夫の窮地を助ける妻の勘
友人の話。
彼は来週にせまった山登りのために自宅で準備をしていた。
妻は毎度の彼の行楽に少々呆れていたようにみえたが、一緒に荷造りを手伝ってくれたそうだ。
登山二日目、彼は水にあたったのか、ひどい下痢に見舞われた。
脱水症状になり疲労困憊。
救急セットの中に何か使えるものはないか漁っていると、入れた覚えのない整腸剤が入っている。
服用すると少し楽になり、歩き出すことが出来た。
家に帰って妻にその事を言うと、自分が入れたと言う。
「なんとなく必要になる気がしたの」
彼の妻は度々その妙な勘の冴えを発揮し、家に居ながら彼の窮地を何度も助けているそうだ。
他にもこんな話がある。
いつものように山登りの準備を万端に整えた夜の事。
彼が地図を眺めて明日のルートをおさらいしていると、玄関で物音がした。
そっとドアを開けて覗くと、寝ていたはずの妻がごそごそと何かしている。
彼「なにしてるの?」
妻「うん・・・なんとなく。

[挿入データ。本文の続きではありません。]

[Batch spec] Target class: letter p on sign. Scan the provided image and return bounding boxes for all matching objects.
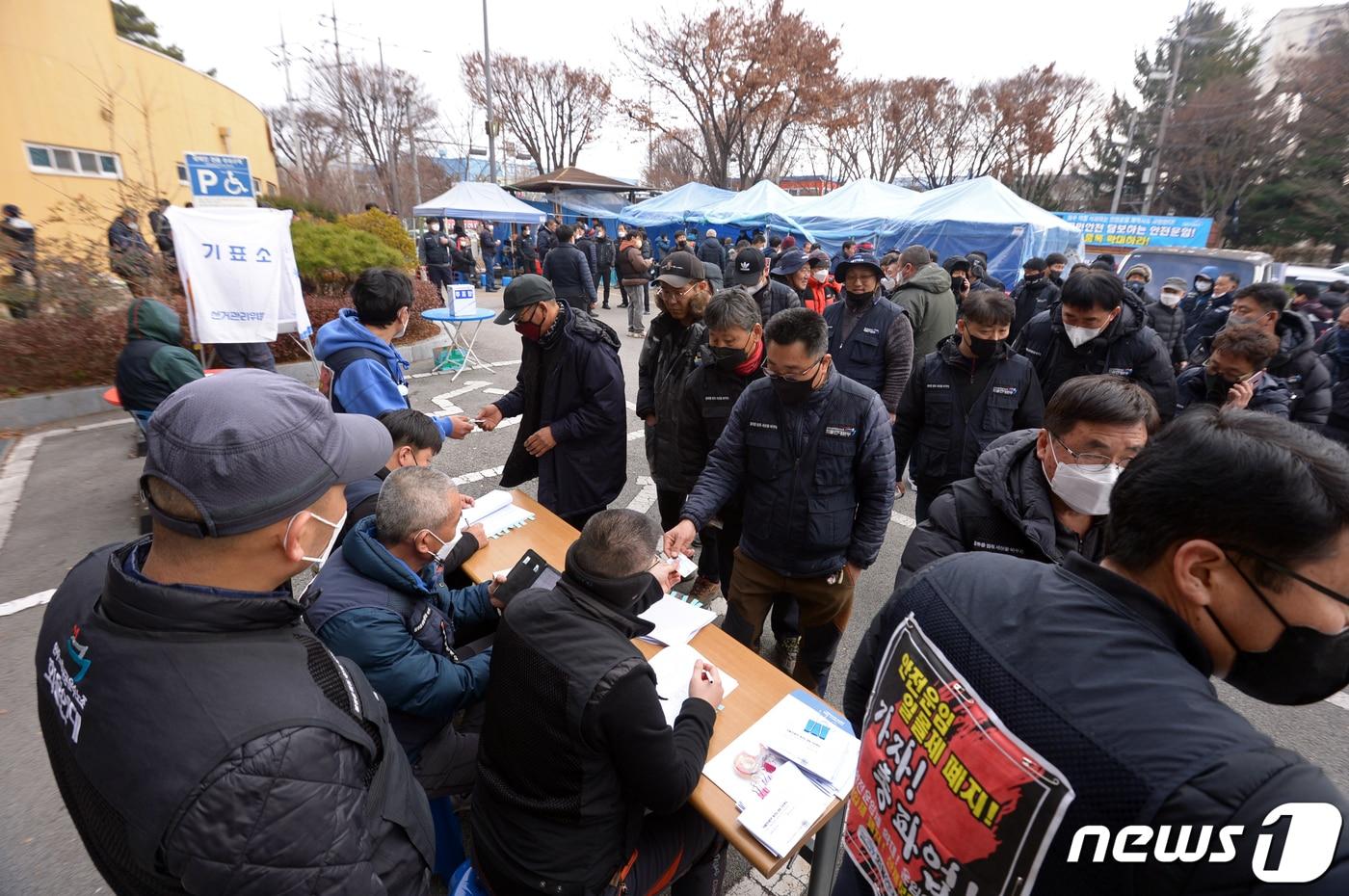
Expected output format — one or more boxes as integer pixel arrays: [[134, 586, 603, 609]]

入れといた方がいいかなって思って」
寝ぼけ眼の妻が、ザックに包帯やらガーゼやらを詰めていた。
一体いくつ入れたのか、ザックはボコボコに変形し膨れ上がっている。
(これが必要な事態って一体どんな状況なんだ?)
ゾッとした彼は、その登山を取り止めたそうだ。